I'd appreciate any advice on this. We have our beautiful, loving little Aisla who we completely adore. My partner and I adopted her at 8 weeks old and she has been a brilliant companion and addition to our family.

We have always fed her Mister Mix (premium dog food in Italy) and boiled beef mince as recommended by our breeder. However for the last month or so she has gone more and more off her kibble to the point of her not eating anything in her bowl if the kibble is in there. We've tried all the methods to get her to eat it; adding foods/stock etc but she just hates it. I know think there's something in it which is irritating her tummy as she has recently had a bout of diarrhea but otherwise is completely fine. 

We were worried she might have a blockage or something but she is very happy to eat fresh food and treats etc, just not the kibble. I have bought her wet food which is made by Forglade in the UK and is very highly recommended, especially for sensitive tummies. The issue is you need to add kibble with it and our dog just won't eat that. 

Do you know how many calories roughly she needs a day? And whether we should add brown rice or sweet potatoes or a healthy complex carb and if so how much? 

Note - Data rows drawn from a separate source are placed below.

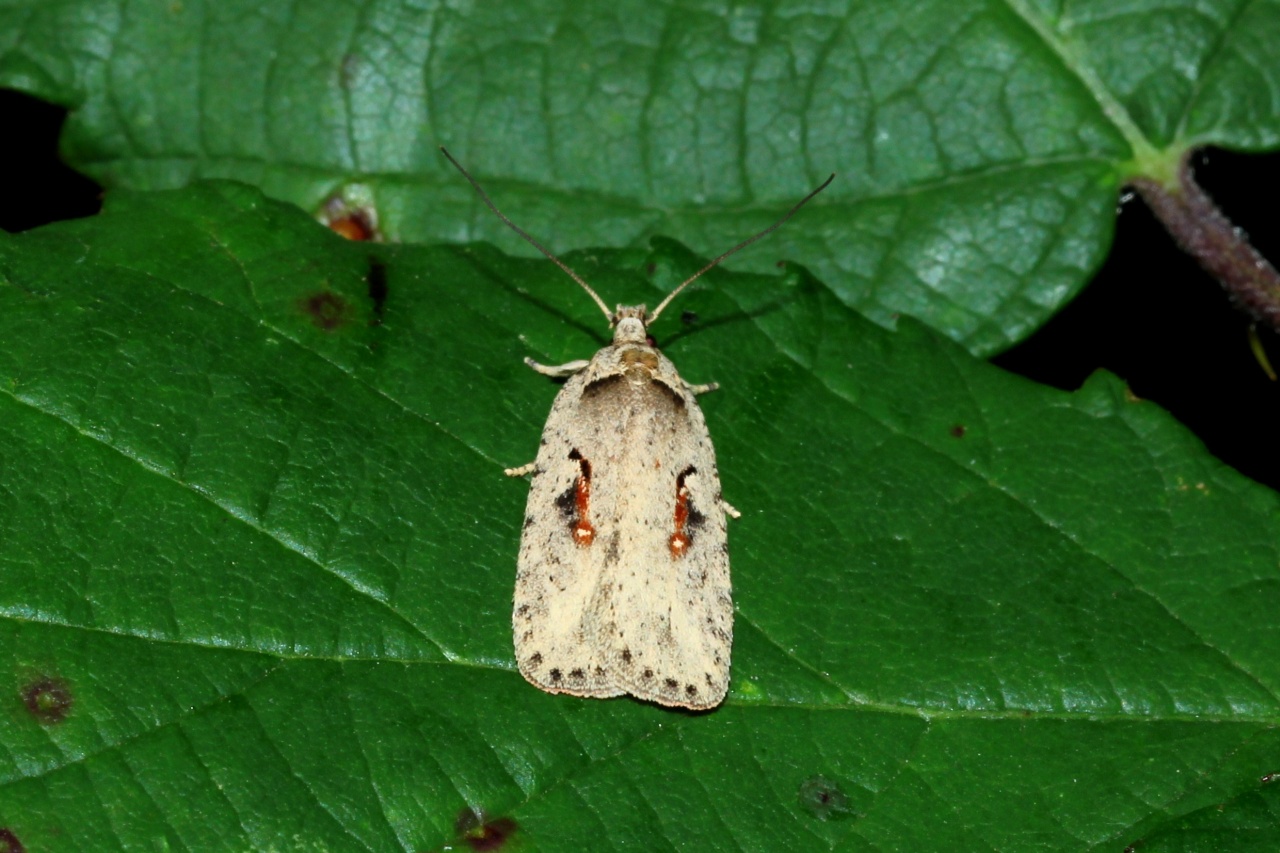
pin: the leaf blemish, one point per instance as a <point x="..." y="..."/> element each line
<point x="48" y="699"/>
<point x="483" y="834"/>
<point x="327" y="310"/>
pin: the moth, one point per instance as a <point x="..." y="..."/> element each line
<point x="622" y="583"/>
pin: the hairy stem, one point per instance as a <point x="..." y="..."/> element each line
<point x="1223" y="250"/>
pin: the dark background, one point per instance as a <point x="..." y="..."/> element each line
<point x="1150" y="314"/>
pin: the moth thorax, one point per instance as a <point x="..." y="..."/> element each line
<point x="629" y="324"/>
<point x="639" y="364"/>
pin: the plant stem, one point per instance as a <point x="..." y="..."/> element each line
<point x="1223" y="250"/>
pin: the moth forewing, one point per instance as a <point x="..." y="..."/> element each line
<point x="624" y="585"/>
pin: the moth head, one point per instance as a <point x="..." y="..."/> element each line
<point x="630" y="323"/>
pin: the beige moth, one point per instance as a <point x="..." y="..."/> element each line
<point x="622" y="582"/>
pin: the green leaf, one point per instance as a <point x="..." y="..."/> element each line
<point x="256" y="557"/>
<point x="979" y="145"/>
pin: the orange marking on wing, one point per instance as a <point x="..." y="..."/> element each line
<point x="680" y="539"/>
<point x="584" y="532"/>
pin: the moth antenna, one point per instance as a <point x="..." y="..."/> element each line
<point x="536" y="245"/>
<point x="741" y="245"/>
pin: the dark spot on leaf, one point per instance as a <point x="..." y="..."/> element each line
<point x="327" y="310"/>
<point x="481" y="834"/>
<point x="48" y="699"/>
<point x="376" y="278"/>
<point x="9" y="842"/>
<point x="823" y="799"/>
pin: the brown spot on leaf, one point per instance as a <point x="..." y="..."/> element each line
<point x="350" y="213"/>
<point x="481" y="834"/>
<point x="327" y="310"/>
<point x="48" y="699"/>
<point x="823" y="799"/>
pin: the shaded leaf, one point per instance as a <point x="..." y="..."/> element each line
<point x="979" y="145"/>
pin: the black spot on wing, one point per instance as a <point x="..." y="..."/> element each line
<point x="567" y="503"/>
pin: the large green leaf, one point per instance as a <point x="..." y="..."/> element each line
<point x="979" y="144"/>
<point x="256" y="556"/>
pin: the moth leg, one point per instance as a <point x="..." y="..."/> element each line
<point x="558" y="370"/>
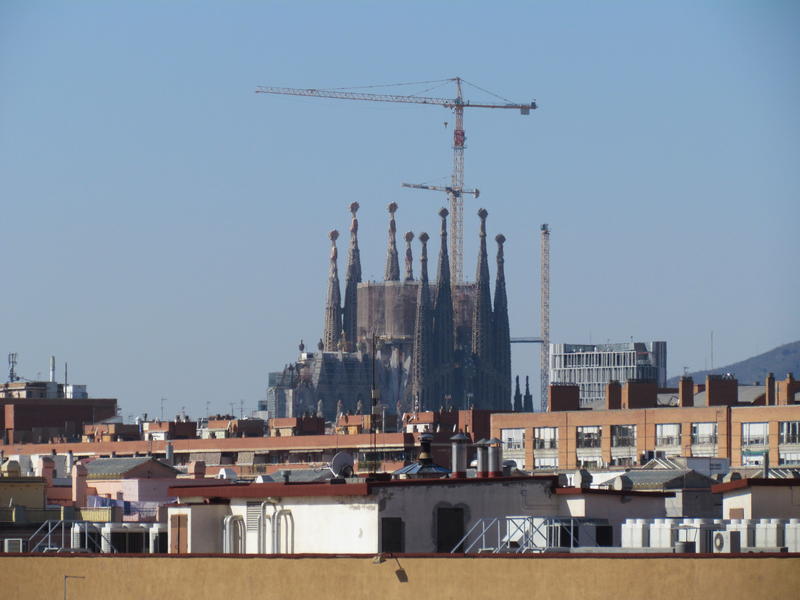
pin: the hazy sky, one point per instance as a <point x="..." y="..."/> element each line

She's a slight vizsla only weighing 37pounds/17kg but is very active and definietly on the skinny side after refusing her kibble so many times. 

Also, do you know when she will roughly be fully grown? Is this likely to be her size? I don't mind if she's small, I don't care about size but I want to buy her a coat for winter. 

Thanks in advance,
Josie.


----------



## texasred (Jan 29, 2012)

You can buy a small bag of a different brand, and see if it is more to her liking. 
You could also drop off a stool sample at your vet, to try and rule out few things.


----------